From the old house in Brooklyn I once more explored my harbor. All day and the greater part of each night I went back over my old ground. Old memories rose in sharp contrast to new views I was getting. From the top I had come to the bottom. Crowds of sweating laborers rose everywhere between me and my past. And as between me and my past, and between these masses and their rulers, I felt the struggle drawing near, the whole immense region took on for me the aspect of a battlefield, with puffs and clouds and darting lines of smoke and steam from its ships and trains and factories. Through it I moved confusedly, troubled and absorbed.
I saw the work of the harbor go now with an even mightier rush, because of the impending strike. The rumor of its coming had spread far over the country, and shippers were hurrying cargoes in. I saw boxes and barrels by thousands marked “Rush.” And they were rushed! On one dock I saw the dockers begin at seven in the morning and when I came back late in the evening the same men were there. At midnight I went home to sleep. When I came back at daybreak the same men were there, and I watched them straining through the last rush until the ship sailed that day at noon. They had worked for twenty-nine hours. In that last hour I drew close—so close that I could feel them heaving, sweating, panting, feel their laboring hearts and lungs. Long ago I had watched them thus, but then I had seen from a different world. I had felt the pulse of a nation beating and I had gloried in its speed. But now I felt the pulse-beats of exhausted straining men, I saw that undertaker's sign staring fixedly from across the way. “
Certainly
I'm talking to you!” Six thousand killed and injured!

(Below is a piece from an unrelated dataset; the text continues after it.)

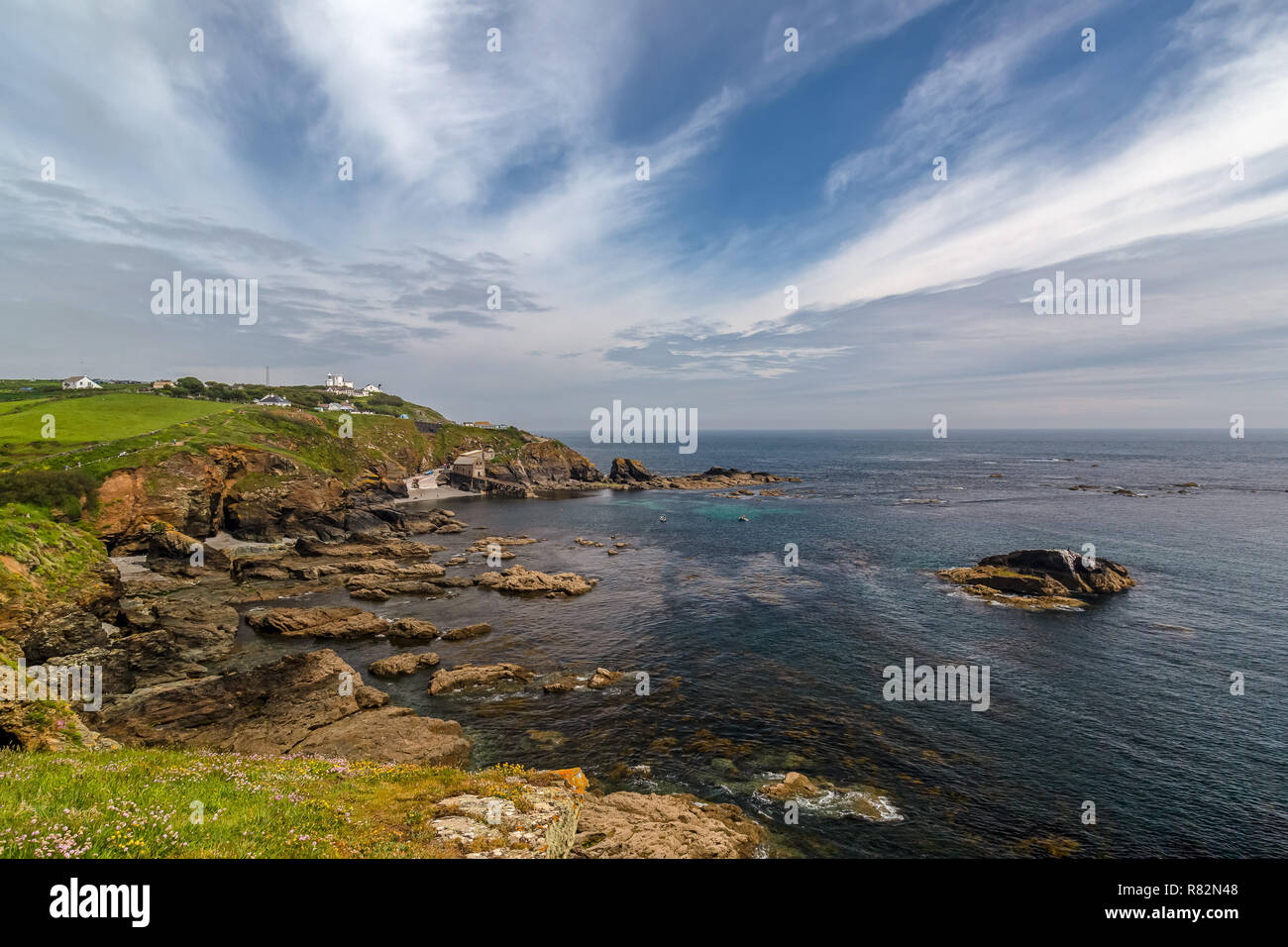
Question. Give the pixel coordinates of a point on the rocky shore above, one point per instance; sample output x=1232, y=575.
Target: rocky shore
x=631, y=474
x=163, y=631
x=1041, y=579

I saw accidents that week. I saw a Polish docker knocked on the head by the end of a heavy chain that broke. I saw a little Italian caught by the foot in a rope net, swung yelling with terror into the air, then dropped—his leg was broken. And toward the end of a long night's work I saw a tired man slip and fall with a huge bag on his shoulders. The bag came down on top of him, and he lay there white and still. Later I learned that his spine had been broken, that he would be paralyzed for life.

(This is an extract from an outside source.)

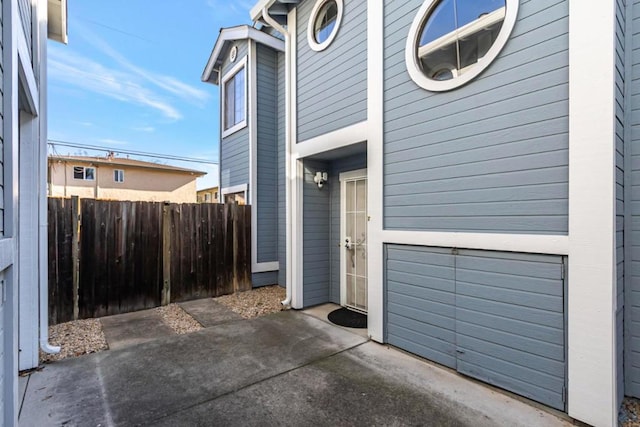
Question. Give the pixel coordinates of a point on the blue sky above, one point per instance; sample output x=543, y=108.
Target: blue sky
x=130, y=78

But what I saw was only a part. From the policemen's books alone I found a record for that week of six dockers killed and eighty-seven injured. I traced about a score of these cases back into their tenement homes, and there I found haggard, crippled men and silent, anxious women, the mothers of small children. Curious and deeply thrilled, these children looked at the man on the bed, between his groans of pain I heard their eager questions, they kept getting in their mother's way. One thin Italian mother, whose nerves were plainly all on edge suddenly slapped the child at her skirts, and then when it began to cry she herself burst into tears.